Each case starts with a line containing two integers n (1 ≤ n ≤ 105) and q (1 ≤ q ≤ 50000) denoting the number of queries. Each query will be either in the form ‘0 i j‘ or ‘1 i j‘ where i, j are integers and 0 ≤ i ≤ j < n.
Output
For each case, print the case number first. Then for each query in the form ‘1 i j‘, print the desired result.
Sample Input |
Output for Sample Input |
|
1 10 9 0 0 9 0 3 7 0 1 4 1 1 7 0 2 2 1 2 4 1 8 8 0 5 8 1 6 9 |
Case 1: 2 3 0 2 |
Note
Dataset is huge, use faster i/o methods.
题意:0-n-1的数,m次操作,每次有0往区间添加1,和1,询问区间能被3整除的数字个数输出。
思路:之前一直卡TLE。线段树更新区间的话,要用懒标记法,不然会TLE。第一次写有点搓。每个结点存放mod为0,mod为1,mod为2的数字个数,和一个标记v。
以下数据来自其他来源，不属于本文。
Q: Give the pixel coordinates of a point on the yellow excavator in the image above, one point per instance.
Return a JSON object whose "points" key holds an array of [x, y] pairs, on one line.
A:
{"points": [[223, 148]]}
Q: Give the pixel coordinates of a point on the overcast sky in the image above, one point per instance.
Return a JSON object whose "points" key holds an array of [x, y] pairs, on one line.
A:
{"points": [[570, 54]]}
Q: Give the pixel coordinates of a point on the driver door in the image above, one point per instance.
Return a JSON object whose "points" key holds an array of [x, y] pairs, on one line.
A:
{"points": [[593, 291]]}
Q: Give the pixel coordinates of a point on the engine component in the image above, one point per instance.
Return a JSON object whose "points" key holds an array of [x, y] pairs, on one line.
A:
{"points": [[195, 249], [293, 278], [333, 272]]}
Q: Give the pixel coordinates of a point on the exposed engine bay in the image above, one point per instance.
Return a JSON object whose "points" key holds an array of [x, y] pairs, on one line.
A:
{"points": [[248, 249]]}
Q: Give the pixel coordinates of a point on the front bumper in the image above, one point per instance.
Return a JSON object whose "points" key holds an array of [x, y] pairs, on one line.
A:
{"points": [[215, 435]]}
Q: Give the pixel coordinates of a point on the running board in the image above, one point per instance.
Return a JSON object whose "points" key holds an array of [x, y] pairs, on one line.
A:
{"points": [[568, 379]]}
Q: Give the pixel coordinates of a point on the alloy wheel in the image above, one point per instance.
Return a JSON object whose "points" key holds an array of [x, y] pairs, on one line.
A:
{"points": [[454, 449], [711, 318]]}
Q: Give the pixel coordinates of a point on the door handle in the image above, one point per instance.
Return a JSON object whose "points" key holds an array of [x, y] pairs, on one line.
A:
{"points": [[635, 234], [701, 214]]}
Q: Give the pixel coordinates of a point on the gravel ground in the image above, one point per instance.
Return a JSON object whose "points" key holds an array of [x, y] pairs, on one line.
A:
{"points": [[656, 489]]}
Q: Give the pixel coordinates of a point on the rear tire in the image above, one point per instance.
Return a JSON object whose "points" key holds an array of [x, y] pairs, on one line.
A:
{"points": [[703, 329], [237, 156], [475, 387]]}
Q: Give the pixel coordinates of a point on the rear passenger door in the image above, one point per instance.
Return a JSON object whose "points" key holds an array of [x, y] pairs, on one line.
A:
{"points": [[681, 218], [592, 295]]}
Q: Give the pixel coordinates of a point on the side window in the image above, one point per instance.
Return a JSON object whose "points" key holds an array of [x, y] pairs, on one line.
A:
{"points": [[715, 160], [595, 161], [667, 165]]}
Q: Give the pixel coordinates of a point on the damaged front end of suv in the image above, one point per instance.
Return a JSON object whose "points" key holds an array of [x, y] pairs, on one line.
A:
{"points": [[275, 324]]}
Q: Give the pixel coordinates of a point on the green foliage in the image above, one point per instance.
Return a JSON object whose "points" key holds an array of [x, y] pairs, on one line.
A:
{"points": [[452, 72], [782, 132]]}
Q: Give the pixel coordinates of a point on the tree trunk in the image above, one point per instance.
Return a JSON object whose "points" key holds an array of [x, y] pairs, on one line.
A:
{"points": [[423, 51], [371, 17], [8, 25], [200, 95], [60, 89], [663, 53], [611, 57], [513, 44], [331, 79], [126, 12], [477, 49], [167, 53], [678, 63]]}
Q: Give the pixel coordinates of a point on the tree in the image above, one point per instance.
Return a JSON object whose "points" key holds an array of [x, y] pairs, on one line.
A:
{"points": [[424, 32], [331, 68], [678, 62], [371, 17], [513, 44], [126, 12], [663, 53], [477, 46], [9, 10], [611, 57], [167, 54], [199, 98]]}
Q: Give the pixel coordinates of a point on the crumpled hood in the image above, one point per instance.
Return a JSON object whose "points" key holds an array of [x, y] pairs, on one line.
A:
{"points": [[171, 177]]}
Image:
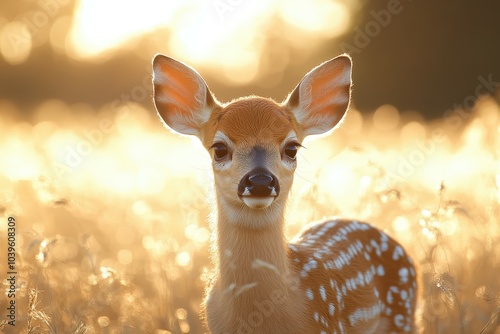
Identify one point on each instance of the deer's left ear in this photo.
(322, 97)
(181, 96)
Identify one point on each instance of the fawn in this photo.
(337, 276)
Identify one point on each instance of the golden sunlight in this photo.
(221, 33)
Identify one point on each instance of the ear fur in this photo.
(322, 97)
(181, 96)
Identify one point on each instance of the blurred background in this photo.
(415, 55)
(111, 209)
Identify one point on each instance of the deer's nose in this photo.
(259, 182)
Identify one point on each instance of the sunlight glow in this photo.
(102, 25)
(228, 34)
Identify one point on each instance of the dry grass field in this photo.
(112, 234)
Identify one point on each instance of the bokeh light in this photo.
(113, 207)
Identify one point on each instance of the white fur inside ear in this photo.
(180, 96)
(324, 96)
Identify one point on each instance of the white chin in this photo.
(258, 202)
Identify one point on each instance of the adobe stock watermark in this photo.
(380, 19)
(222, 7)
(91, 138)
(453, 118)
(35, 21)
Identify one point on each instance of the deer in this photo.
(336, 276)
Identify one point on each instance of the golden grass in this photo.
(119, 241)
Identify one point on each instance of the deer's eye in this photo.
(291, 150)
(220, 151)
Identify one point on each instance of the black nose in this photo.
(259, 182)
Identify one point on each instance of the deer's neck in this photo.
(251, 258)
(255, 289)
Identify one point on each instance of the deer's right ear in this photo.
(181, 96)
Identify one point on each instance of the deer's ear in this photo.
(322, 97)
(181, 96)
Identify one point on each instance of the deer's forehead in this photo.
(255, 121)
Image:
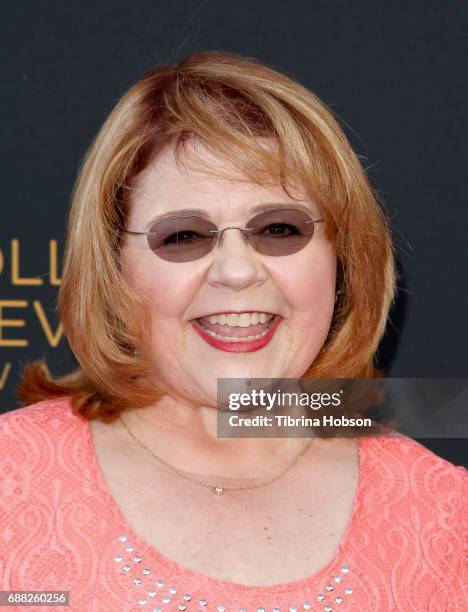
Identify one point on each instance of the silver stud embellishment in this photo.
(335, 596)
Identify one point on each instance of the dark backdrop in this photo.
(392, 72)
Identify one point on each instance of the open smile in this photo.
(246, 337)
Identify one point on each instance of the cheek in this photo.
(165, 292)
(310, 284)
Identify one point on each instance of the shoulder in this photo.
(411, 456)
(38, 431)
(412, 478)
(37, 416)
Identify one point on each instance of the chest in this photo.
(283, 532)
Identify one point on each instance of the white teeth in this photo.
(242, 339)
(245, 319)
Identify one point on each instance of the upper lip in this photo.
(211, 314)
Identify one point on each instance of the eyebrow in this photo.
(206, 214)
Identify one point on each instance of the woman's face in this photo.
(232, 278)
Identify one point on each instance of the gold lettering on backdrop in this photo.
(15, 267)
(53, 264)
(4, 375)
(12, 322)
(53, 338)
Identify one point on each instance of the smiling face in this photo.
(232, 278)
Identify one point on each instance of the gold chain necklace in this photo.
(216, 489)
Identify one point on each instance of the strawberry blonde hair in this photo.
(231, 104)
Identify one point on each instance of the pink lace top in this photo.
(60, 529)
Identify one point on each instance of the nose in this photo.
(235, 263)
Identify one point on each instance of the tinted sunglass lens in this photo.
(181, 239)
(281, 232)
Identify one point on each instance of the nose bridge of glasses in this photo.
(244, 232)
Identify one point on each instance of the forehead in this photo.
(198, 177)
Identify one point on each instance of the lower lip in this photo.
(238, 347)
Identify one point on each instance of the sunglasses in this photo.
(276, 233)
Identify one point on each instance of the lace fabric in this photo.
(60, 529)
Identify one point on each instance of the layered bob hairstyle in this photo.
(231, 104)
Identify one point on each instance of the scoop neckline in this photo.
(190, 576)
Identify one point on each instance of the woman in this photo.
(221, 227)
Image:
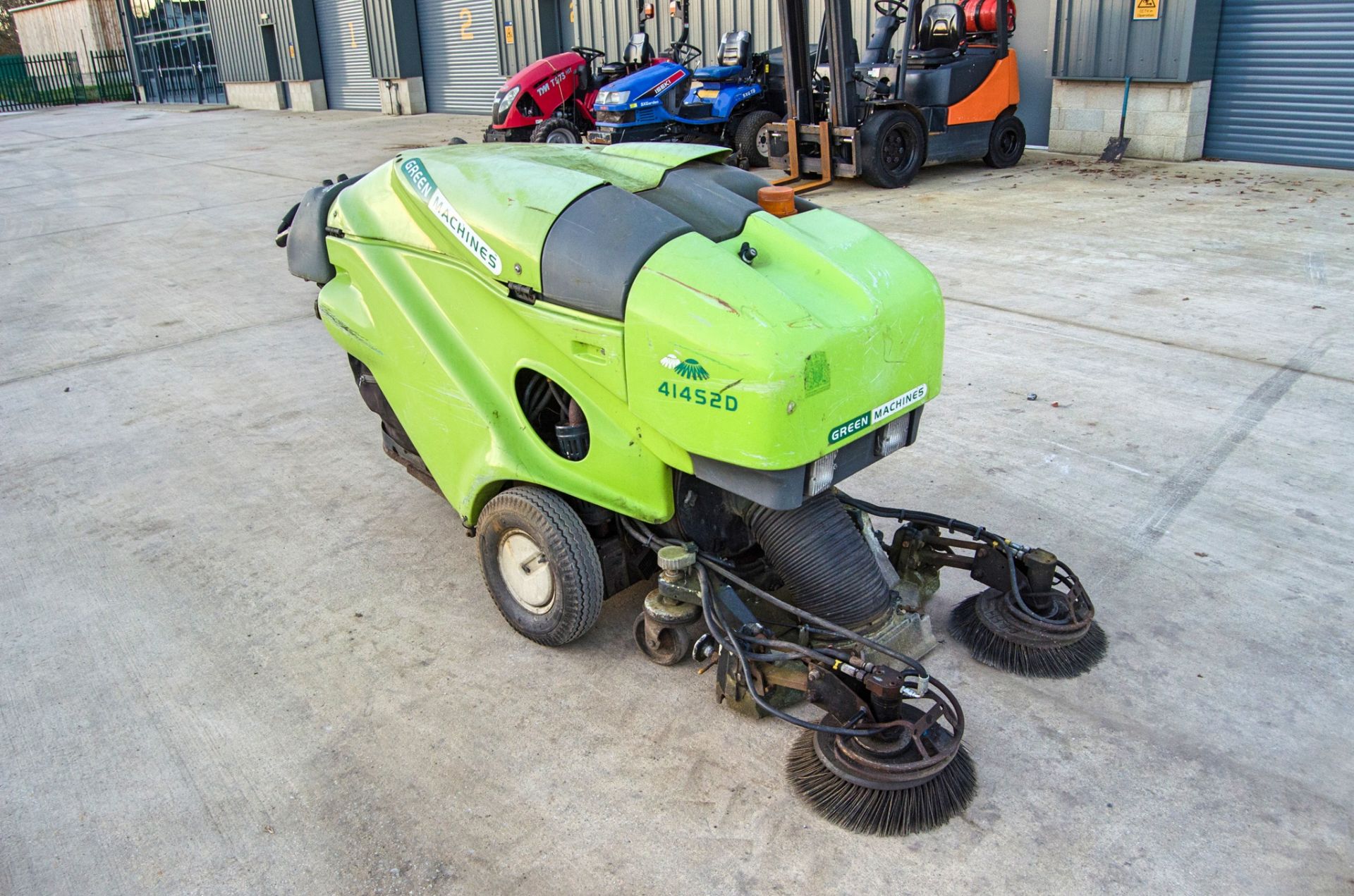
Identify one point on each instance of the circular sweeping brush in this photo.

如果加一,就是把3个数字换一下。
代码:
#include <stdio.h>
#include <string.h>
#define max(a,b) ((a)>(b)?(a):(b))
const int N = 1000005;
int t, n, Q;
struct Tree {
int l, r, mod0, mod1, mod2, v;
}st[N];
void build(int l, int r, int id) {
if (l != r) {
int mid = (l + r) / 2;
build(l, mid, 2 * id);
build(mid + 1, r, 2 * id + 1);
}
st[id].l = l; st[id].r = r;
if (l == r)
st[id].mod0 = 1;
else
st[id].mod0 = st[id * 2].mod0 + st[id * 2 + 1].mod0;
st[id].mod1 = st[id].mod2 = st[id].v = 0;
}
void tra(Tree &t) {
int t0 = t.mod0, t1 = t.mod1, t2 = t.mod2;
t.mod0 = t2; t.mod1 = t0; t.mod2 = t1;
}
void Insert(int l, int r, int id) {
if (l == st[id].l && r == st[id].r) {
tra(st[id]);
st[id].v++;
return;
}
if (st[id].v) {
int t = st[id].v;
st[id].v = 0;
st[id * 2].v += t;
st[id * 2 + 1].v += t;
t %= 3;
while (t--) {
tra(st[id * 2]);
tra(st[id * 2 + 1]);
}
}
int mid = (st[id].l + st[id].r) / 2;
if (l <= mid && r > mid) {
Insert(l, mid, id * 2);
Insert(mid + 1, r, id * 2 + 1);
}
else if (r <= mid) Insert(l, r, id * 2);
else Insert(l, r, id * 2 + 1);
st[id].mod0 = st[id * 2].mod0 + st[id * 2 + 1].mod0;
st[id].mod1 = st[id * 2].mod1 + st[id * 2 + 1].mod1;
st[id].mod2 = st[id * 2].mod2 + st[id * 2 + 1].mod2;
}
int Query(int l, int r, int id) {
if (l == st[id].l && r == st[id].r) {
return st[id].mod0;
}
if (st[id].v) {
int t = st[id].v;
st[id].v = 0;
st[id * 2].v += t;
st[id * 2 + 1].v += t;
t %= 3;
while (t--) {
tra(st[id * 2]);
tra(st[id * 2 + 1]);
}
}
int mid = (st[id].l + st[id].r) / 2;
if (l <= mid && r > mid) {
return Query(l, mid, id * 2) + Query(mid + 1, r, id * 2 + 1);
}
else if (r <= mid) return Query(l, r, id * 2);
else return Query(l, r, id * 2 + 1);
}
void init() {
memset(st, 0, sizeof(st));
scanf("%d%d", &n, &Q);
build(0, n - 1, 1);
}
void solve() {
int a, b, c;
while (Q--) {
scanf("%d%d%d", &a, &b, &c);
if (a == 0)
Insert(b, c, 1);
else
printf("%d\n", Query(b, c, 1));
}
}
int main() {
int cas = 0;
scanf("%d", &t);
while (t--) {
printf("Case %d:\n", ++cas);
init();
solve();
}
return 0;
}